The aim of our collection at Sheffield Hallam University is to preserve, read and research popular novels that are in danger of being lost and forgotten. You certainly can’t say that Wodehouse is forgotten! So perhaps I ought not to have accept a donation of Wodehouse novels – but they were all lovely early Herbert Jenkins editions, some with original dust jackets. How could I resist?
Well, I didn’t resist, and instead very gratefully accepted them for the collection.
I read my first non-Jeeves and Wooster Wodehouse: Ukridge (1924). I read the entire book pronouncing the name Uk-ridge, but on looking it up I found it is really Ewk-ridge. The rest of his name is just as bad: Stanley Featherstonehaugh Ukridge – one of those English names whose pronunciation bears only a slight, whimsical relation to its spelling. Clearly designed to fox foreigners and the not-posh.
Ukridge is the subject of the ten linked short stories in this collection. He is a man full of ideas to make money, each more outlandish and unlikely than the next. In the first story he decides the road to wealth is to start a dog college:
“I’m going to train dogs.”
“For the music-hall stage. Dog acts, you know. Performing dogs. Pots of money in it. I start in a modest way with these six. When I’ve taught ’em a few tricks, I sell them to a fellow in the profession for a large sum and buy twelve more. I train those, sell ’em for a large sum, and with the money buy twenty-four more. I train those – ”
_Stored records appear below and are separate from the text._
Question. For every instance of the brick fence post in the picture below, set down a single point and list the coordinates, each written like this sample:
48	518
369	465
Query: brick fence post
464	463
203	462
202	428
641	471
“Here, wait a minute.” My head was beginning to swim. I had a vision of England paved with Pekingese dogs, all doing tricks. “How do you know you’ll be able to sell them?”
“Of course I shall. The demand’s enormous. Supply can’t cope with it. At a conservative estimate I should think I ought to scoop in four or five thousand pounds the first year. That, of course, is before the business really starts to expand.”
The stories are told by his long-suffering old school-friend Jimmy Corcoran, a journalist. He knows how hopeless these money-making schemes are:
‘not for the first time in a friendship of years the reflection came to me that Ukridge ought to be in some sort of a home. A capital fellow in many respects, but not a man lightly to be allowed at large.’ (132)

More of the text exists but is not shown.